お互いの未来像を確認して、どうビジネスをつくるか共に考える

――そんな出会いから、ハンズオンでのサポート、投資決定まで色々と歩みがあったと思いますが、その過程を聞かせてください。

今泉:まず僕が最初にやったのは、eスポーツ領域のキャッチアップですね。あまり触れたことのないマーケットだったので、ビジネス視点でマーケットを見て、佐藤さんをサポートしたいと思いました。佐藤さんのアイデアはすごく面白くて、オリジナリティもあったんです。さらにそれを広げていくために、マーケットをキャッチアップした上で僕からも様々なアイディアや示唆を出し、その中で佐藤さんに納得いくものがあれば見つけてもらい、すり合わせながら、事業案をブラッシュアップしていく、という形で進めていました。

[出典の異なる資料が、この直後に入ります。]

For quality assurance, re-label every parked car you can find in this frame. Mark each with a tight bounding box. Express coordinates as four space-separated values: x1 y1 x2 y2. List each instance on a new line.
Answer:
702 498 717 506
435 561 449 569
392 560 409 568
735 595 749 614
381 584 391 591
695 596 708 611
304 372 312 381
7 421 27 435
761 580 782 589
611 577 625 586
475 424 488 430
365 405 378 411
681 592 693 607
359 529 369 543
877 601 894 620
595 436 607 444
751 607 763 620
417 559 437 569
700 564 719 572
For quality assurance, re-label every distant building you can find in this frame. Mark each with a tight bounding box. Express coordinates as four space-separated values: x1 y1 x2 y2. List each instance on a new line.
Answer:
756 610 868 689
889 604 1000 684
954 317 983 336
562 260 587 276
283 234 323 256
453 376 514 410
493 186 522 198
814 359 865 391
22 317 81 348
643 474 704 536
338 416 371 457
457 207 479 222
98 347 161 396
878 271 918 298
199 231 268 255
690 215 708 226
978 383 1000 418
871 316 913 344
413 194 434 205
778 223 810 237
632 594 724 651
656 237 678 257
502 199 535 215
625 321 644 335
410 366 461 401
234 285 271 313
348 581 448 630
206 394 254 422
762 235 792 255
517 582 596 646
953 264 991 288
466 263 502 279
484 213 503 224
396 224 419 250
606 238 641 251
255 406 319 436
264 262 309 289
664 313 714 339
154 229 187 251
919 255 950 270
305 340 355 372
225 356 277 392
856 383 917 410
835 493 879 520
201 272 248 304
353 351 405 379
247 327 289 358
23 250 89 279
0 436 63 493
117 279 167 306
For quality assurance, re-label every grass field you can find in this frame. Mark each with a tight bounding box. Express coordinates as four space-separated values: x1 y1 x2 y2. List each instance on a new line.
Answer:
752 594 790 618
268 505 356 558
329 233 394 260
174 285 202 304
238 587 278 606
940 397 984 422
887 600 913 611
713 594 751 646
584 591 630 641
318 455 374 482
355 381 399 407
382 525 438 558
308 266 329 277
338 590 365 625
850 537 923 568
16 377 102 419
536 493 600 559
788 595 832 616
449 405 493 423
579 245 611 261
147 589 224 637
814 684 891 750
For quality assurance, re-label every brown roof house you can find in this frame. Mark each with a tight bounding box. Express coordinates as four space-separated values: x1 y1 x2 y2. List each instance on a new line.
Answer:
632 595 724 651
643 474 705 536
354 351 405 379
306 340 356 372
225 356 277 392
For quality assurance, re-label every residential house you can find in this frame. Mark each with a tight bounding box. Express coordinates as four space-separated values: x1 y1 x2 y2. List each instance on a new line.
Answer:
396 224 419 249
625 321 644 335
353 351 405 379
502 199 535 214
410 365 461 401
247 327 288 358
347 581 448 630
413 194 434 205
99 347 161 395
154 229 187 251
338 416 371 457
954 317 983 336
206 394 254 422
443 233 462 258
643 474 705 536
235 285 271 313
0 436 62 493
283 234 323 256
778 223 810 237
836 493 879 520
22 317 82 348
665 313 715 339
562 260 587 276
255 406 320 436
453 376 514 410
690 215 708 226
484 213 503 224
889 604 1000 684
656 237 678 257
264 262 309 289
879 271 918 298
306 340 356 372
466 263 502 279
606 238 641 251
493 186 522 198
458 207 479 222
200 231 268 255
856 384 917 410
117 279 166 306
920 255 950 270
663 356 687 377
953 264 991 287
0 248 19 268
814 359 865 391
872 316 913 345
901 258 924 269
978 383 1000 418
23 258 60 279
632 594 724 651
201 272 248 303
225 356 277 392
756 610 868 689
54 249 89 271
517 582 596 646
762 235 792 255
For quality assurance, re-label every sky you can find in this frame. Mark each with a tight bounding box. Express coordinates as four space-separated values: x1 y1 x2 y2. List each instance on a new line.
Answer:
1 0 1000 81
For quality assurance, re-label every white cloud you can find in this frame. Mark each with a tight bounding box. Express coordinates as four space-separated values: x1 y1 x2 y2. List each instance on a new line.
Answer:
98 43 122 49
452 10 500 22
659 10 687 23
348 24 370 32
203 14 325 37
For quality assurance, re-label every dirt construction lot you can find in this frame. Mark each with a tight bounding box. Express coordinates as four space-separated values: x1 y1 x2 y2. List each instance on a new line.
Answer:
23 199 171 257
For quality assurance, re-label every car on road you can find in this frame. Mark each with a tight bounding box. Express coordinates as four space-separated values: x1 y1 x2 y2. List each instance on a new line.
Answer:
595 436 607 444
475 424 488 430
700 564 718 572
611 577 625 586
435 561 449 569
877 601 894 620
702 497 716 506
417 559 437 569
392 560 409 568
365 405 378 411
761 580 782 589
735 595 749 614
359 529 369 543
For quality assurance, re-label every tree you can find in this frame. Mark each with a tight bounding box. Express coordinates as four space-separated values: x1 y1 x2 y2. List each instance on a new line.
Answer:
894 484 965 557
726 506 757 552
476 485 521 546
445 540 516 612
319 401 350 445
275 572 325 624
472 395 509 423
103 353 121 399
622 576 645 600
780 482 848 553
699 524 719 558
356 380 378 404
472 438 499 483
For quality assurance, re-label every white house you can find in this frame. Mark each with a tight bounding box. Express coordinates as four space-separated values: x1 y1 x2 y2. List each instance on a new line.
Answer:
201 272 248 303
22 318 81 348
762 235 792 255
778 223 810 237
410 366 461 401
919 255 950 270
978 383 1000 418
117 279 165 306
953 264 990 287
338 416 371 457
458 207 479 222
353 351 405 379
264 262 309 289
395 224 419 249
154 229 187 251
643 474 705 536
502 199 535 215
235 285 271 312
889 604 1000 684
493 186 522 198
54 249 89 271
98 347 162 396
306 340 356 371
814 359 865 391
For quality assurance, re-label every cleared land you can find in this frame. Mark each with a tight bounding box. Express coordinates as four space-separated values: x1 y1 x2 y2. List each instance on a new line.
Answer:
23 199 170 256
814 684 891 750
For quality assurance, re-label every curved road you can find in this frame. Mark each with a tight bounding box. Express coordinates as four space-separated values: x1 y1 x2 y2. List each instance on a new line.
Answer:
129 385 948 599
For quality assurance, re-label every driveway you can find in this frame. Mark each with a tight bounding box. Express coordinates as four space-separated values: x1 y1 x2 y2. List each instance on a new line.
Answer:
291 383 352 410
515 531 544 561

――先導するというより、あくまで「一緒に歩む」という感じですね。

今泉:はい。佐藤さんが見ているeスポーツの未来と、僕たちが見ているeスポーツの未来が同じ方向を向いているのか。それを確認した上で、どうやってビジネスを一緒に作っていけば良いのかを探る。自分の中でも色々とアイデアを持ちながら佐藤さんと議論を重ねました。毎週打ち合わせを行い、手分けして色々な情報をリサーチし、二人三脚で事業計画資料を作りました。

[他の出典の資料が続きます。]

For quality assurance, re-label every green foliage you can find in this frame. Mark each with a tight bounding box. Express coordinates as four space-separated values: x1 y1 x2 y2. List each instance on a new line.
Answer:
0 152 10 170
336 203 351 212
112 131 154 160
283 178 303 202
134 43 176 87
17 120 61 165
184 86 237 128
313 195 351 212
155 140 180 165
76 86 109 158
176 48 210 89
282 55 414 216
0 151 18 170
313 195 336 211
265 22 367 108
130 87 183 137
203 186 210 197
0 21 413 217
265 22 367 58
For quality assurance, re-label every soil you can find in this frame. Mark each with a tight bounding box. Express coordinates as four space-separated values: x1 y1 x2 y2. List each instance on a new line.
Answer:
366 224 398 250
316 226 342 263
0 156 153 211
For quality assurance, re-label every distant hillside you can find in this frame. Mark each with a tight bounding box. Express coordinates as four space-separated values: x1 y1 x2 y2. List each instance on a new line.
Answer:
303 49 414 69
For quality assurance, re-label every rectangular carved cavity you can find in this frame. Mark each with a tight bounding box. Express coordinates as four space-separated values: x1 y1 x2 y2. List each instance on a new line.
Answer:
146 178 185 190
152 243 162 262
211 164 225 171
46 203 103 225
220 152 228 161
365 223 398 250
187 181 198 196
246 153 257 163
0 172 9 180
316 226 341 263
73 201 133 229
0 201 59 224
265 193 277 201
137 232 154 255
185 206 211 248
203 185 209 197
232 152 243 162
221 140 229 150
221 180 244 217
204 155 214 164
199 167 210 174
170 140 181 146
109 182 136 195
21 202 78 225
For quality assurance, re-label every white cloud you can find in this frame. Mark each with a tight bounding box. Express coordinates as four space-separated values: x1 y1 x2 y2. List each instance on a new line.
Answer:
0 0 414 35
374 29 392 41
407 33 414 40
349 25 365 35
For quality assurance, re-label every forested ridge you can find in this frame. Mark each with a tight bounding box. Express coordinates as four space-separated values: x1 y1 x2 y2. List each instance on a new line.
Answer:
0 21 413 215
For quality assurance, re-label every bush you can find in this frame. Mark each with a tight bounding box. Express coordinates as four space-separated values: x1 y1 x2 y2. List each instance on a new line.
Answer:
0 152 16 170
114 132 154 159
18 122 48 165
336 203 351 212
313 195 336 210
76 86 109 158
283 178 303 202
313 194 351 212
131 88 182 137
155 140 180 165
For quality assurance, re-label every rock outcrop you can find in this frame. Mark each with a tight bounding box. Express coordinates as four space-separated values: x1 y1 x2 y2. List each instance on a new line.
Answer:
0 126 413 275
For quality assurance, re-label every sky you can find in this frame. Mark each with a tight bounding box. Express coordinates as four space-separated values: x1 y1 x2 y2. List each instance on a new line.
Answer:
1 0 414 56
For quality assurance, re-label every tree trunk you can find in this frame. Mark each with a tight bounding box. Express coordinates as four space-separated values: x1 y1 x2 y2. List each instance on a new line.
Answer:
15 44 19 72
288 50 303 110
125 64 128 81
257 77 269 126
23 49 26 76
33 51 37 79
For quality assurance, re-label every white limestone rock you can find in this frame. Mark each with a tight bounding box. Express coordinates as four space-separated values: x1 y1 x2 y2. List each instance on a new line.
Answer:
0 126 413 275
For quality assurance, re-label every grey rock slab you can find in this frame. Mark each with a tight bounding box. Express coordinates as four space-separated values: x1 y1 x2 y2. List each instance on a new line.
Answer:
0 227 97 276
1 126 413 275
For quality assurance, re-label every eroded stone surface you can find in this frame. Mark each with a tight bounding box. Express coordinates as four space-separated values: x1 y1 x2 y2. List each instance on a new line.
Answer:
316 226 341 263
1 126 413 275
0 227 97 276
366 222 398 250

――佐藤さんはその過程でどんなことを感じてましたか?

佐藤:今まで事業計画関連は全部一人でやっていたのですが、やっぱり突然変な方向行っちゃうんですよ(笑)。変な方向に走り始めて、色々やってみたことが「意味ないじゃん」となることが多かったんです。そのあたりをガイドしていただいて、色んな気付きがありました。

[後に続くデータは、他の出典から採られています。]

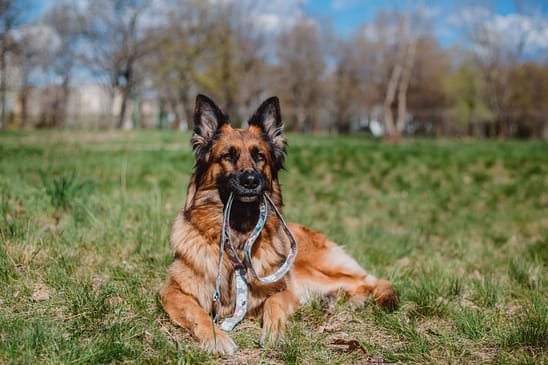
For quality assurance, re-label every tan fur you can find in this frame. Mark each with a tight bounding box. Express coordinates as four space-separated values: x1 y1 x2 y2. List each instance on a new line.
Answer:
160 96 396 355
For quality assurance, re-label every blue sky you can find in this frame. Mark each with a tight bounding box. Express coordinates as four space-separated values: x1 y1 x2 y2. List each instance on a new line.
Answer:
29 0 548 51
304 0 548 46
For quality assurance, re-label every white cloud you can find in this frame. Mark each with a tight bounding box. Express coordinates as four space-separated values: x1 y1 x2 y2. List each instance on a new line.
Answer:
331 0 360 11
491 13 548 50
13 23 61 52
150 0 307 34
252 13 298 32
248 0 307 33
447 6 491 27
449 6 548 53
420 6 441 20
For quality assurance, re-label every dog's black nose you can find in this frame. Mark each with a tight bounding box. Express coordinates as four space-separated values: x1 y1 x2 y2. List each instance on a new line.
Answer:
240 171 260 189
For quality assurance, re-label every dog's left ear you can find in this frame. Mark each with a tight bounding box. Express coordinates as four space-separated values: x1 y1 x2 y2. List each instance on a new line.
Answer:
248 97 287 171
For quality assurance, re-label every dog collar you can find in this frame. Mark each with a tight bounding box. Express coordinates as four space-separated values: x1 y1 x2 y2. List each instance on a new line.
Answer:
213 192 298 331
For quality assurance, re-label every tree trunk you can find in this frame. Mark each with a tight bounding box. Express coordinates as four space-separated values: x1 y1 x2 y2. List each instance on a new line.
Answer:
311 107 321 134
117 86 130 129
19 86 28 128
58 75 71 128
396 39 417 136
383 62 403 141
179 87 193 130
107 88 117 129
497 119 505 139
296 108 306 133
116 60 134 129
169 99 181 130
220 26 237 125
0 45 6 129
382 14 411 142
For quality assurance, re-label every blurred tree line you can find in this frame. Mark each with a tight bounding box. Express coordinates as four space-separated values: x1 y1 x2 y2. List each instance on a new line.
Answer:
0 0 547 138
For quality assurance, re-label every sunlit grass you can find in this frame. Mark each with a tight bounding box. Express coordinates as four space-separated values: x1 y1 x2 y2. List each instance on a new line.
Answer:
0 131 546 364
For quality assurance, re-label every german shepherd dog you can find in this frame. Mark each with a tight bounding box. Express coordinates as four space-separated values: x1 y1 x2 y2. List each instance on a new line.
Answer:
161 95 397 354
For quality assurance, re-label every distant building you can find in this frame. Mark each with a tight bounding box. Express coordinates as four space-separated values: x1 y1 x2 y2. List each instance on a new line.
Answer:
1 55 23 128
9 83 163 129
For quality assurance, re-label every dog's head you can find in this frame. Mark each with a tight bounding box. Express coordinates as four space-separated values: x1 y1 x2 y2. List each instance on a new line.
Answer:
191 94 286 204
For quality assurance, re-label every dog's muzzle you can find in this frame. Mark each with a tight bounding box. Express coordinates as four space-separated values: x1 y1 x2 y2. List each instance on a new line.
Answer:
230 171 264 202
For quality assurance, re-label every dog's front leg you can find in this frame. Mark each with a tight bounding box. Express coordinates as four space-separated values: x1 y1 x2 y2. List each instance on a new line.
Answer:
260 289 299 346
161 283 238 355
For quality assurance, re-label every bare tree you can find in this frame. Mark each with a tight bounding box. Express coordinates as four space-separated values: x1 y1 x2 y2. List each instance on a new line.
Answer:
460 0 534 138
143 1 269 129
330 39 362 133
277 21 326 133
0 0 26 128
348 9 424 140
378 10 423 141
81 0 155 129
39 2 83 128
143 1 211 129
508 62 548 138
205 1 269 126
406 36 451 136
12 24 47 127
395 31 417 137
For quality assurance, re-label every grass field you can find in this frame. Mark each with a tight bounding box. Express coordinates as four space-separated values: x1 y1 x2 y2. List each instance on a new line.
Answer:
0 131 546 364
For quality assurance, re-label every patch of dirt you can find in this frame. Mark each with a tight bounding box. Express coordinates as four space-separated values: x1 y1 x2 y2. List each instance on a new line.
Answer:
31 284 51 302
217 348 269 365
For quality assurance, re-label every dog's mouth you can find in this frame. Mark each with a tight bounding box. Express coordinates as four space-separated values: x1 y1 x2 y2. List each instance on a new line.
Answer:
236 193 261 203
232 185 264 203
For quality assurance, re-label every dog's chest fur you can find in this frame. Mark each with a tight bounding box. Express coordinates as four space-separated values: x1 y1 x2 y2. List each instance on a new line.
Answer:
170 206 290 318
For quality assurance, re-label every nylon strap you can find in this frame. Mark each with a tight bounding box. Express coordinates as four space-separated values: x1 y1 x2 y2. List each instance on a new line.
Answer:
212 192 298 331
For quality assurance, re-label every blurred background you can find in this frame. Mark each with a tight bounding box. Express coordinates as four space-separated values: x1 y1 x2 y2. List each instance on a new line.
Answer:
1 0 547 139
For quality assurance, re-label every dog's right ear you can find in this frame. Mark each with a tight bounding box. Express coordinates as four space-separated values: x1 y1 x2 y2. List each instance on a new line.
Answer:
191 94 228 162
249 96 286 172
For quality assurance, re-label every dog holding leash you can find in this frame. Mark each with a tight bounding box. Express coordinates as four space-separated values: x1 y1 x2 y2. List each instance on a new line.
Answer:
160 94 397 354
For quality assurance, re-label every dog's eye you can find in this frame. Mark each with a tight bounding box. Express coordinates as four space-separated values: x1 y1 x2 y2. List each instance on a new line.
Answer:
255 153 266 162
221 147 238 162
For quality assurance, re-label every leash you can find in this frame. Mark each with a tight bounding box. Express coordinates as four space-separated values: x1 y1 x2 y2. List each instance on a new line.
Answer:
212 192 298 332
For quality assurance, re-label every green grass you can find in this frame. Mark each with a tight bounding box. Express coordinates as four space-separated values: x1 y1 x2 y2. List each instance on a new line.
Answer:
0 131 546 364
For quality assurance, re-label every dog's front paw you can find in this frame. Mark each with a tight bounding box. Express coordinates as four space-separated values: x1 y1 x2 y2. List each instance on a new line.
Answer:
196 326 238 355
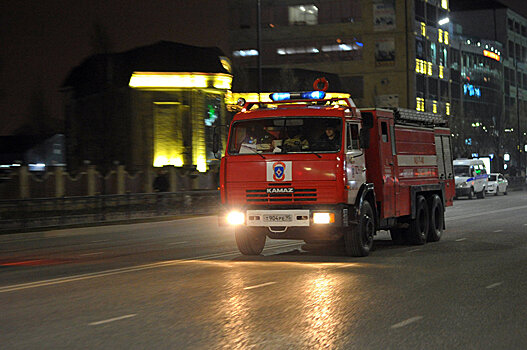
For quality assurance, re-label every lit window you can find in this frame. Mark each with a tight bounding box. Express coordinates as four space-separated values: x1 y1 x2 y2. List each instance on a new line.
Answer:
416 97 425 111
439 65 444 79
432 100 438 113
438 29 443 43
444 31 449 45
415 59 420 73
289 5 318 26
441 0 448 10
421 22 426 36
427 62 433 76
446 102 451 115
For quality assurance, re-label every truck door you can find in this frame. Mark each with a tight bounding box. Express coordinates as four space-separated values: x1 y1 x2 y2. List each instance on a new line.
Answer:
345 122 366 204
378 118 396 218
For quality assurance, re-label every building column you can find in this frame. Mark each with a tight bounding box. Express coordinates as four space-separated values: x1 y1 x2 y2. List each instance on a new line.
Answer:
54 166 64 197
18 165 30 199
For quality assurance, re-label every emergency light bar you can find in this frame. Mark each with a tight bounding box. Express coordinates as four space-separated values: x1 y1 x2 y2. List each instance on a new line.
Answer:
394 108 447 125
270 91 326 101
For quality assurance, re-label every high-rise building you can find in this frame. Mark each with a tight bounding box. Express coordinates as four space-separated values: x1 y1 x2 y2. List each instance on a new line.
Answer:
451 0 526 173
228 0 452 116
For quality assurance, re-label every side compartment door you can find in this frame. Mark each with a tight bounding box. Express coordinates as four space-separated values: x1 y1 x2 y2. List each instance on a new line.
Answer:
378 118 396 218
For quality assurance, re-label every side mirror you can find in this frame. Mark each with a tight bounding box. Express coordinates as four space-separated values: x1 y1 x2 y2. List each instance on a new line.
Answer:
359 128 370 149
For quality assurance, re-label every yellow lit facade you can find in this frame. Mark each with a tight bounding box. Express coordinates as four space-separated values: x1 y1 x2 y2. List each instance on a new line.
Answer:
129 72 233 90
129 71 232 172
421 22 426 36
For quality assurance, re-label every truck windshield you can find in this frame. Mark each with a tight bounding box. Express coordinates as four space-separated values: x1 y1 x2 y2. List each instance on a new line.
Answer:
454 165 470 177
228 117 342 155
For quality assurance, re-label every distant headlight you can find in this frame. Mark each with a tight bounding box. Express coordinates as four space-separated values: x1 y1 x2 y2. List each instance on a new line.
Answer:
313 212 335 224
226 211 245 225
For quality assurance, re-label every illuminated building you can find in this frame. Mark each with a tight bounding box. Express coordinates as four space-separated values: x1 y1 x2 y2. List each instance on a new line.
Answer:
228 0 452 115
451 0 527 171
62 41 232 176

今泉:とはいえ、佐藤さんは市場規模の数字を出す時でも、ありもののデータをそのまま出さず、「このデータにこれを掛けると合計これぐらいになる」みたいな”方程式化”をちゃんとやれていたと思います。

石井:そうそう、あの辺の試行錯誤は結構重要だよね。スタートアップって誰かがやった成功パターンをトレースするものじゃなくて「新しいチャレンジ」なんですよ。だからデータがないのが当たり前なんです。だけど、その数字を自ら弾き出して「これが自分が見ている世界だ」と言うのって、意外と辛い。みんなから「それほんとなの?」みたいなことを言われたりするから。

佐藤:そうですね。

石井:だとしても、「自分はこう思っている」というのを言い切るスタンスはすごく重要。それをサラッと佐藤さんはやってきたので、良いなぁと思ったんです。

佐藤:ありがとうございます。

今泉:自分の主張を積み上げられず、なかなか事業が進まないケースも多いですからね。

きっと、ファイナンスがトリガーになる

――そうやってブラッシュアップを進める中で、今泉さんと石井さんも徐々に投資委員会に持っていけるんじゃないかと思い始めたんですかね?

今泉:そうですね、僕自身もマーケットの理解が進んでいき、「佐藤さん達が最終的にやりたいのはこういうことだろう」という落とし所が見えてきたんですね。事業性の評価、事業の企画が詰められてきたと思いました。その「大局的なマーケットの見方」と、そこに対する「攻め方」が佐藤さんの考えや思いとどんどん噛み合い、「いけるかな」と思いましたね。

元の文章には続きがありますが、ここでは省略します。